Quando sento dire: “Mamma mia, dove siamo arrivati! Non ci sono più i valori, si stava meglio prima!” ripercorro per un attimo la storia dell’umanità, e vedo ferocia, guerre corpo a corpo, violenza inaudita, inciviltà assoluta. E allora ringrazio per il cammino compiuto dagli uomini e per essere nata in un periodo dove i diritti vengono sanciti da leggi democratiche. Ma una cosa sì la rimpiango, ed è la vita che mi racconta mia madre, e prima di lei, mia nonna, nei cortili.

A Restellone, ove crebbe mia nonna, tra Sesto San Giovanni e Monza, rivedo lei bambina, giocare con un sasso, cui aveva dato un’anima, trattandolo come una bambola. Lo copriva con una copertina e lo coccolava quasi fosse la sua bambina. E ogni sera lo nascondeva per poi ritrovarlo il giorno dopo. Gli aveva voluto bene, mi racconta. Poi lei era diventata una giovane donna che aveva avuto due figlie ed un marito che lavorava alla Breda, in fabbrica. La sera lui tornava, in bicicletta, e mentre lei era ai fornelli, come le altre donne, e i bambini giocavano in cortile, tirava fuori l’armonica a bocca e si sedeva fuori, sulla ringhiera. Anche gli altri uomini, alla stessa ora, si accingevano a suonare uno strumento, chi la chitarra, chi il mandolino, e davano inizio ad un concertino che allietava l’aria e gli animi. Passava la stanchezza nell’attesa dell’umile cena, e vi era letizia e condivisione. Una piccola festa, e nessuno si sentiva solo.

E quegli ultimi dell’anno, quando ognuno portava qualcosa da mangiare nell’abitazione più grande, i bambini messi a dormire e controllati dalla portinaia, che veniva ad avvisare quando qualcuno di loro si era svegliato ed era ammesso a partecipare, solo a quel punto, ai festeggiamenti.

Solo ad ascoltare, sento un calore umano ed un senso di appartenenza che ora non è più, per il fatto che viviamo in appartamenti, che solo per l’etimologia della parola stessa rendono le persone ‘appartate’, quindi sole.

E poi ricordo un altro fatto, avvenuto in un cortile della via Colombo, a Sesto San Giovanni, quando mia madre era una giovane sposa. Una sera un loro amico, Peppino, stava molto male. Era necessario l’intervento di un medico specialista, che abitava a Milano. Non essendoci il telefono, un gruppetto di amici, tra cui mio padre, si recò all’indirizzo di detto luminare, il quale era restio ad uscire di casa a quella tarda ora, peraltro con degli sconosciuti. Accettò di seguirli a patto che uno di loro rimanesse a casa sua, quale pegno e garanzia. Così fecero, e il medico poté praticare un’iniezione al malato.
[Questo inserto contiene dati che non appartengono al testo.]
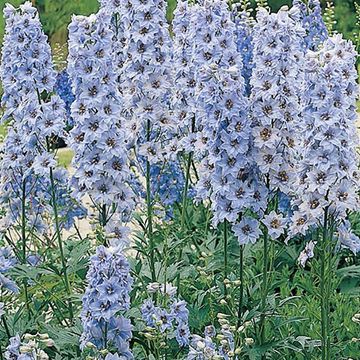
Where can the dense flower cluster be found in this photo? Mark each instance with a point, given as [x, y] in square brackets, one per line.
[63, 89]
[328, 170]
[221, 111]
[38, 120]
[98, 137]
[167, 182]
[170, 319]
[107, 295]
[7, 262]
[146, 78]
[277, 85]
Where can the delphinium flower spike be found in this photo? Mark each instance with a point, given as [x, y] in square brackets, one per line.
[244, 40]
[277, 85]
[146, 86]
[33, 188]
[107, 296]
[101, 172]
[312, 22]
[98, 136]
[328, 169]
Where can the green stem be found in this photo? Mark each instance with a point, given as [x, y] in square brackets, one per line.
[225, 253]
[60, 243]
[183, 211]
[324, 290]
[6, 327]
[150, 212]
[264, 291]
[23, 240]
[241, 295]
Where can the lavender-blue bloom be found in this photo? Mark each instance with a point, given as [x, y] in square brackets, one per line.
[244, 42]
[277, 87]
[37, 119]
[328, 168]
[226, 174]
[98, 137]
[173, 318]
[183, 101]
[106, 296]
[315, 26]
[7, 262]
[63, 89]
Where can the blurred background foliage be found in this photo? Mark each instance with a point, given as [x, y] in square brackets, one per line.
[56, 14]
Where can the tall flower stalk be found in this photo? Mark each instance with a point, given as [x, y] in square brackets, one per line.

La diagnosi era: se supera la notte, sarà guarito, altrimenti…La cosa che mi ha colpito maggiormente è quello che è avvenuto dopo: tutti gli amici della via, di genere maschile, erano radunati chi in casa e chi in cortile, essendo troppi, e le mogli tutte a casa di mia madre. Attesero insieme fino all’alba e Peppino guarì. Mi immagino quella solidarietà data a sua moglie, quel sostegno sincero che deve aver attutito non poco l’angoscia altrimenti insopportabile, se affrontata da soli.

Sono queste le cose che invidio loro, non certo la mancanza di comodità, di lavatrici e asciugatrici di cui disponiamo oggi. Non invidio il fatto che quelle spose abbiano dovuto lavare i pannolini a mano per poi farli asciugare su stufe a legna o carbone. Certo che no, cento volte meglio i nostri pannolini usa e getta, i nostri caloriferi, le nostre televisioni e i nostri cellulari: tutto ciò ci ha reso la vita più facile, non vi è alcun dubbio. Che dire poi degli insetti, delle cimici, dei topi, cose al cui solo pensiero rabbrividisco. Ma penso a quante giovani spose di oggi si sentano sole già al rientro dall’ospedale, dopo aver partorito, e protraggano la naturale depressione post partum per troppo tempo. Invece a quei tempi i bambini si allevavano tutti insieme, nei cortili appunto, ove le nonne sferruzzavano e davano loro un occhio chiacchierando. Bando alla solitudine.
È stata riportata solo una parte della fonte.